A discussão se voltou para o questionamento das identidades rígidas, que muitas vezes ignoram as personalidades individuais e a complexidade da vida social. Santana destacou que a identidade não é única, mas composta de muitos fragmentos e está sempre mudando. Ela expressou seu desejo de não ser confinada por uma ideia de negritude, mas de poder se conectar com outras culturas e histórias.
Santana, que é negra de pele clara, compartilhou suas experiências de “passabilidade” durante uma viagem à África, onde foi acolhida como etíope na Etiópia, queniana no Quênia e marroquina no Marrocos. No entanto, ela observou que a experiência de “passabilidade” no Brasil é diferente daquela observada em outros países, como os Estados Unidos. No Brasil, pessoas de sua cor muitas vezes ocupam posições subalternas e são alvo de políticas de extermínio.
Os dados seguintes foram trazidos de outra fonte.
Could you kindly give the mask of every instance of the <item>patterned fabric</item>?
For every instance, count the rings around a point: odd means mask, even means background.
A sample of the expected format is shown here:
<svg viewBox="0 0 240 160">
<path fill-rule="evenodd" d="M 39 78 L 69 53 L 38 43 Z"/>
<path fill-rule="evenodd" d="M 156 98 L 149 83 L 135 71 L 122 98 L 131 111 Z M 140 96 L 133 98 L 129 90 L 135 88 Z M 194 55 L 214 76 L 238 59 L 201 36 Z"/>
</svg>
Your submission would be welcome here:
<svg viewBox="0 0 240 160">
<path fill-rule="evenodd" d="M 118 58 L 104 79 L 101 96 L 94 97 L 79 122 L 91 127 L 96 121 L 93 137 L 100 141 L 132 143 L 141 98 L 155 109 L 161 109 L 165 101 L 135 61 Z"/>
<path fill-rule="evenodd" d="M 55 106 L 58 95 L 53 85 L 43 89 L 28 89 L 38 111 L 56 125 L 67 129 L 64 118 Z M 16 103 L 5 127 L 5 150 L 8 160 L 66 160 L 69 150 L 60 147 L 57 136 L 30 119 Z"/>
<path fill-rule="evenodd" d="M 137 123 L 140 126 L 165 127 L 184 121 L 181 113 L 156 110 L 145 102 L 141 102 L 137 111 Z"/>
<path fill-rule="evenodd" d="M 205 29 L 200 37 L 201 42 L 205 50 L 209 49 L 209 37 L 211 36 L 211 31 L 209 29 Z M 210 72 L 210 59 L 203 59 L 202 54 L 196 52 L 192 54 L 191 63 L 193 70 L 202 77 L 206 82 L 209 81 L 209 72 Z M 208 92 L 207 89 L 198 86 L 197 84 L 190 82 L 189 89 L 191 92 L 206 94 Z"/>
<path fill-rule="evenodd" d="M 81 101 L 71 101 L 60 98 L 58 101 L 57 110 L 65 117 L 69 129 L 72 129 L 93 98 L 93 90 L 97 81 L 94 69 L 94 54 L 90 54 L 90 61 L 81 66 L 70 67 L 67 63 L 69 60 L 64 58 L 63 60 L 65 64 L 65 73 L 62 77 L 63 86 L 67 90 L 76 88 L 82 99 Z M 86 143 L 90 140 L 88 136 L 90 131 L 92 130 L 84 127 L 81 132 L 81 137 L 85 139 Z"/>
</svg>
Recusar a ideia de identidades fixas não significa, para as convidadas da mesa, renunciar à necessidade de resistência. Mura falou sobre a experiência coletiva de sua comunidade no combate aos invasores de terras indígenas. Ela mencionou a guerra de cem anos que seu povo travou contra exploradores europeus que queriam levar seu cacau originário da Amazônia.
A menção à guerra, em um momento em que o mundo está passando pelos conflitos armados mais destrutivos em décadas, trouxe um reforço do valor do diálogo. Niskier lembrou as palavras de um monge do Sri Lanka que, em meio a um tiroteio no antigo templo budista de Santa Teresa, no Rio de Janeiro, não interrompeu a sessão de meditação. Ele disse: “você, quando quis paz, porta do tempo aberta. Paz, momento difícil. Senta na estrada pra mato não fechar, estrada da paz aberta”. Isso foi uma lição. Às vezes as bombas estão caindo, podem um dia cair na nossa cabeça, mas se pisarmos na estrada da paz, o mato não fecha. O que a gente está fazendo aqui não é bobagem. Com esse diálogo, a gente está mantendo a estrada da paz aberta."